Reserve Bank announces decision to retain cash rate level
When it comes to buying a house, regardless of whether you're a first home buyer or looking into a property investment, the cash rate is a crucial aspect to take into consideration.
The Reserve Bank of Australia announced earlier this week (September 3) that the official cash rate would remain unchanged at a historically low 2.5 per cent, which has garnered a number of reactions from various housing industry bodies throughout the nation.
The Real Estate Institute of Australia's president, Peter Bushby, has praised the decision for retaining the cash rate so close to the election.
"Housing affordability is a real issue for Australians and first home buyers need an incoming Government to address this through a comprehensive housing policy," said Mr Bushby in a September 3 statement.

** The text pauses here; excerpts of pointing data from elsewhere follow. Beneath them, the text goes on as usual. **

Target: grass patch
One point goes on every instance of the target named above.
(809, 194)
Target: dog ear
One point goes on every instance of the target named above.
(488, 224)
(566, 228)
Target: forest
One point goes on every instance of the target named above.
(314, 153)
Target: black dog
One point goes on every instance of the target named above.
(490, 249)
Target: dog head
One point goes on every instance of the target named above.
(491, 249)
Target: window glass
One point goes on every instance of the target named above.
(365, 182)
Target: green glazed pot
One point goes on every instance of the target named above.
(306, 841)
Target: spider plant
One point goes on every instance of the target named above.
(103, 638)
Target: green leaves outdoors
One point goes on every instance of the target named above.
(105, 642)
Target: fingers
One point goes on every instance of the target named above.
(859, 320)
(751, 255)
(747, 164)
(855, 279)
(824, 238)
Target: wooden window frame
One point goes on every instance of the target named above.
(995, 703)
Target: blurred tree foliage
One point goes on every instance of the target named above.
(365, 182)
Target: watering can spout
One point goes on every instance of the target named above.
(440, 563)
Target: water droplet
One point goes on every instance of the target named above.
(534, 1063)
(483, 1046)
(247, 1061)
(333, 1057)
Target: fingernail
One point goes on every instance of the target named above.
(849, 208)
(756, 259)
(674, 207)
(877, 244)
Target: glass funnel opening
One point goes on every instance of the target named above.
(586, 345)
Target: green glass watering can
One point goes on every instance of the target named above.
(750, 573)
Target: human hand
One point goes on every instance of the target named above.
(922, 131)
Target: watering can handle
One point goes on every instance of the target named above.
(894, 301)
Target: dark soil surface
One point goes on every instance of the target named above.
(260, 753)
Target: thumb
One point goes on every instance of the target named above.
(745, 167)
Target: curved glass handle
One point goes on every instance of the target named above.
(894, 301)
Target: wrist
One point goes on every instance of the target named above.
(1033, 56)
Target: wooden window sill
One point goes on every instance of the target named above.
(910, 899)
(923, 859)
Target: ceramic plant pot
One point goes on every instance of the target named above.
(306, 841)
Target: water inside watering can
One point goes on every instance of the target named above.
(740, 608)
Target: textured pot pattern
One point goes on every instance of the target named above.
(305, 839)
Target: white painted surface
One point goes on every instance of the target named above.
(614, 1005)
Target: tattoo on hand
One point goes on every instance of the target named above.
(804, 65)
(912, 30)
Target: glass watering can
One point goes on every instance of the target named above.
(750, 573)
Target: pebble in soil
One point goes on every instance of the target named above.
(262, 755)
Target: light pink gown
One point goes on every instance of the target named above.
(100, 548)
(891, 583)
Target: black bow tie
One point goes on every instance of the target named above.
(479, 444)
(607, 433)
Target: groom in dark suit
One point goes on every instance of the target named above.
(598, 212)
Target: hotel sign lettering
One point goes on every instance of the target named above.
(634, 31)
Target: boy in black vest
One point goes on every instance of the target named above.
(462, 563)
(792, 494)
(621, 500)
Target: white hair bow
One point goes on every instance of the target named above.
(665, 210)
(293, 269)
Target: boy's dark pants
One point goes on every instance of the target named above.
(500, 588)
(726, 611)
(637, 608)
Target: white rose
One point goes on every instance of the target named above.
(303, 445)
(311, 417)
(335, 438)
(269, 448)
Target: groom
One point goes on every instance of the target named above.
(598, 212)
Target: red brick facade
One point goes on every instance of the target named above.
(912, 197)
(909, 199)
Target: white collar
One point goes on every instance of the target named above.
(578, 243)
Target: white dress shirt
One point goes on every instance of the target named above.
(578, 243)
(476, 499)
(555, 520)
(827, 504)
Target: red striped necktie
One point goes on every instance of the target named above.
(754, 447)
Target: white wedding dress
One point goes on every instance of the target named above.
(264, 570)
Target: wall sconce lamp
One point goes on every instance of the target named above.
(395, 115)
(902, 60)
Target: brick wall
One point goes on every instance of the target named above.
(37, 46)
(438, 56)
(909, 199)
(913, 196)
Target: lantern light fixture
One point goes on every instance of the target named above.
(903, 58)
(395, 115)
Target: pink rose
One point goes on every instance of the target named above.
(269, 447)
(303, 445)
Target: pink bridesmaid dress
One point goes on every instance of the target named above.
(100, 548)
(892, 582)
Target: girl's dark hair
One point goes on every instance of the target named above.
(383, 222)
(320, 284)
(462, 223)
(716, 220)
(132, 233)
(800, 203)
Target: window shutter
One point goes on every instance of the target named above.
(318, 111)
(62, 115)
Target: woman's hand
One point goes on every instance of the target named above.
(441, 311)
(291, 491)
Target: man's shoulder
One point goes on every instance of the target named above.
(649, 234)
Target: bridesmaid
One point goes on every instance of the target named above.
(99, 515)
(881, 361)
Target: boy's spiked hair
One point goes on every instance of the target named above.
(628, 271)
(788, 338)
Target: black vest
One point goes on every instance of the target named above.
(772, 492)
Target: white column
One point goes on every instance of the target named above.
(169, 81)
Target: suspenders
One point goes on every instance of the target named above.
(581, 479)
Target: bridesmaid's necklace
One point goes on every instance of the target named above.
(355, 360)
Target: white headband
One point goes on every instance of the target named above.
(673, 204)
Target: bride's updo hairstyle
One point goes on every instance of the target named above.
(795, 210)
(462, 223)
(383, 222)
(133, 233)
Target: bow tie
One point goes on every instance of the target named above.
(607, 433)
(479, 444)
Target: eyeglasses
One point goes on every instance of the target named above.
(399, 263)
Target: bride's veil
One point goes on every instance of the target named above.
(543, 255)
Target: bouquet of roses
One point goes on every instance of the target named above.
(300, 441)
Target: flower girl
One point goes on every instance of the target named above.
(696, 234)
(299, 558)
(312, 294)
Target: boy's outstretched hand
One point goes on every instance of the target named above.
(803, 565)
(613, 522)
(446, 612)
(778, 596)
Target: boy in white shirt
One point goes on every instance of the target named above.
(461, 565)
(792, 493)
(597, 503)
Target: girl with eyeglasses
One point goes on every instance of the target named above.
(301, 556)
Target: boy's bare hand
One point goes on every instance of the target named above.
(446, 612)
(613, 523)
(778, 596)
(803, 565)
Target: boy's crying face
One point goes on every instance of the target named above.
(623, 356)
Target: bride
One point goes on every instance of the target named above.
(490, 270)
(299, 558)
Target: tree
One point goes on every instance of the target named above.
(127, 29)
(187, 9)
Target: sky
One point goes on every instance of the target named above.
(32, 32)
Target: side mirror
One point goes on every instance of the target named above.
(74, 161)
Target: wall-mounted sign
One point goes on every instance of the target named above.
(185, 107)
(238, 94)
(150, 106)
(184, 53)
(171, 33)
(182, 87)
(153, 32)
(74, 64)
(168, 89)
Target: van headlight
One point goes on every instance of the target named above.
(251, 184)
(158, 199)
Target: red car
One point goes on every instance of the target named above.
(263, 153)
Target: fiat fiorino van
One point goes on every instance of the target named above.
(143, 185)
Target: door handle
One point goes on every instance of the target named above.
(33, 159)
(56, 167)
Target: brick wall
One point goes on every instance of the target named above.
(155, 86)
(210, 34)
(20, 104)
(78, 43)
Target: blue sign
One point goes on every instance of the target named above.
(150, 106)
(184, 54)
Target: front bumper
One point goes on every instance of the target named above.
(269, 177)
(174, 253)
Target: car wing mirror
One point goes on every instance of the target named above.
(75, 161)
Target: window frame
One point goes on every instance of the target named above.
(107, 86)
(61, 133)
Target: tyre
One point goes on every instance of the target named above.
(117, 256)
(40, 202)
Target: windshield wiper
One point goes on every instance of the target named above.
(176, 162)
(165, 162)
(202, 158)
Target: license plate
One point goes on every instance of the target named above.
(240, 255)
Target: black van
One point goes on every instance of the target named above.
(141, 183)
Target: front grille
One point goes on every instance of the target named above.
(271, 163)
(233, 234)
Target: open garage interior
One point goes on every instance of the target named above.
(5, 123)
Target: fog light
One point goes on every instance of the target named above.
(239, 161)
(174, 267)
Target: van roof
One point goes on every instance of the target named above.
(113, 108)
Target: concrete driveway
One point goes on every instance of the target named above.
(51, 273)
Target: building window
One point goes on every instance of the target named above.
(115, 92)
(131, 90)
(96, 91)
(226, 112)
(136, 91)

"Keeping interest rates low is essential not only for encouraging first home buyers into the market but it’s vital to further stimulate building activity and provide new jobs in the housing industry."
Mr Bushby went on to say that lower borrowing costs had been a crucial aspect for increasing housing affordability in the past, and had helped many people achieve mortgages and property ownership.
"As a result of the easing monetary policy, housing affordability in Australia has been improving slightly for the past two years and the proportion of income required to meet home loan repayments is at its lowest since the June quarter of 2003."
However, the housing construction industry has stated that while the lack of cash rate change is unsurprising, further change is necessary to sustain growth.
Harley Dale, chief economist for the Housing Industry Association, said further easing of the rates will continue to help the residential construction recovery heading into the future.
"A final round of interest rate cuts in late 2013 would coincide with a likely boost to household and business confidence following the federal election," said Mr Dale in a September 3 statement.
"That combination would help set the platform for a sustained recovery in new home construction and a turnaround in renovations investment."
Chief economist at Master Builders Australia, Peter Jones, said that the decision aligns with the recent string of market recovery, but further intervention is necessary to retain the gains made.
"The challenge facing the party elected on Saturday is also to implement policies to restore business and consumer confidence which has been missing for some time," said Mr Jones in a September 3 statement.
"The new government must immediately take action to get economic policy settings right and commence the process of kick starting increased growth, productivity and employment."